Ms. Shifrin’s video has been viewed nearly 20 million times. After she posted the video, the song “Gone,” which had been released eight years earlier, hit the U.S. Billboard Hot 100 chart at 18.

Ms. Shifrin understands why people are drawn to I quit videos. “One of the most relatable experiences is to feel mistreated in a work environment,” she said. Once posted, the videos “balance the power a little bit.”

The videos by Mr. DeFrancesco and Ms. Shifrin were a kind of performance art. Today’s quitting videos are less about presentation and more about specific complaints. Many feature minimum-wage workers, often young women.

In February 2020, Maria Kukulak recorded her decision to leave her job at Wendy’s because she said her new managers were “being really mean.” Ms. Kukulak says she’ll quit after completing her shift, “I’m going to sweep and then hop out the window.” Midway through the TikTok video, she learns that a manager labeled her “a lost cause.” She hops out the window as promised. “I’m not a lost cause and I quit,” she says to her boss. “Goodbye.”

Her video has been viewed over 15 million times. Ms. Kukulak now works as a personal trainer and does not make a living from TikTok, but would like to. “I love taking videos of myself,” she said in a recent interview. With 227,000 followers, she dreams of becoming a full-time content creator. “I feel I have talent,” she said.

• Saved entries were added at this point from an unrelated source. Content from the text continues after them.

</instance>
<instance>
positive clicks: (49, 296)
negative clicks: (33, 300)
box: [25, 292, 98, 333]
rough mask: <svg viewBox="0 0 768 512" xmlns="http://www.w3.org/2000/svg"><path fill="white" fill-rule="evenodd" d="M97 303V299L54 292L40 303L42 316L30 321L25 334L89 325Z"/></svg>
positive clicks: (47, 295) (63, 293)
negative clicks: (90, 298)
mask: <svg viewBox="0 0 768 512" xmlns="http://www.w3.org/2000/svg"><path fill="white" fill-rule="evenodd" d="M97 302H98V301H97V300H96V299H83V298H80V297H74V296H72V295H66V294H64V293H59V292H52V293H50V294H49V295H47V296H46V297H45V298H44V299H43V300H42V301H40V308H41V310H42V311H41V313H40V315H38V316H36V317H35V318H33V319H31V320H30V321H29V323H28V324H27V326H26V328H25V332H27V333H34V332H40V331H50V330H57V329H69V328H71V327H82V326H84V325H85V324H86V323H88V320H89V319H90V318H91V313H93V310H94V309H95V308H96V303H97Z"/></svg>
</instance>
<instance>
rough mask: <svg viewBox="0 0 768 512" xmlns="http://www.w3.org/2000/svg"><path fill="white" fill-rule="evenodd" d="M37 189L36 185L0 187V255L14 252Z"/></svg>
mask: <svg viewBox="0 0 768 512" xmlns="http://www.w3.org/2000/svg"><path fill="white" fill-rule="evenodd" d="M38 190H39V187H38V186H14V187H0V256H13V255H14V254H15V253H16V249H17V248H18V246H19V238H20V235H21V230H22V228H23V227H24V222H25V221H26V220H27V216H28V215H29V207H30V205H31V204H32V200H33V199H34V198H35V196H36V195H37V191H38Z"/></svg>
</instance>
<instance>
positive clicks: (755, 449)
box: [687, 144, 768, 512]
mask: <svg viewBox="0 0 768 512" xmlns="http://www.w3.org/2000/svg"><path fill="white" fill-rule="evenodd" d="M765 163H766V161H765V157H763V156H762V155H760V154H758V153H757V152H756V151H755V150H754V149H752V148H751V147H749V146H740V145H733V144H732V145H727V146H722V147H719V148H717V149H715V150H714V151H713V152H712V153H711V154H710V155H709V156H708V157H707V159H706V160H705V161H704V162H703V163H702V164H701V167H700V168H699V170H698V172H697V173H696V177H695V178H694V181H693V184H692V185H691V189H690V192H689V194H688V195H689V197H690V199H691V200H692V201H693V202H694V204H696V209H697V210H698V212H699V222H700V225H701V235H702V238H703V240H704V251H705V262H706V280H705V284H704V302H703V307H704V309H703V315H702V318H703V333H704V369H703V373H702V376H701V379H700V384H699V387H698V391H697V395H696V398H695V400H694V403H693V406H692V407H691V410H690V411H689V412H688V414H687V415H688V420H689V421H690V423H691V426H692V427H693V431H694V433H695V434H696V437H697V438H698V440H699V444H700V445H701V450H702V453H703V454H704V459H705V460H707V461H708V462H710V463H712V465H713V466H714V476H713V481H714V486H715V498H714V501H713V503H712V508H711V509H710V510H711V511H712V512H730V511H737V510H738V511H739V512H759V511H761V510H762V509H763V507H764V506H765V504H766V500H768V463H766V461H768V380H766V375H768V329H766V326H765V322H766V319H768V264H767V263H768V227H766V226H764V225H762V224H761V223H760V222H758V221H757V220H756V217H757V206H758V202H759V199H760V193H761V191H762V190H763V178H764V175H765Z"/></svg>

Like Ms. Kukulak’s TikTok, the most popular videos tend to be dramatic and short; viewers come for the emotional punch, not for the details.

On Feb. 5, 2020, a McDonald’s manager named Nelly (she doesn’t reveal her surname in the video or on her account) had a co-worker film her joyously pressing the soft ice cream dispenser lever. “Let’s see how big we can get this cone! Free cone challenge!” she announces. Then she hands the cone through the window to a delighted driver as she declares: “I’m about to quit! Free cones! Free cones!”

Her video was viewed 6.5 million times.

Nelly later posted a thoughtful 18-minute video to YouTube in which she says she does not approve of companies that take advantage of their workers. As of the publication of this article, her in-depth explanation has a view count of 66.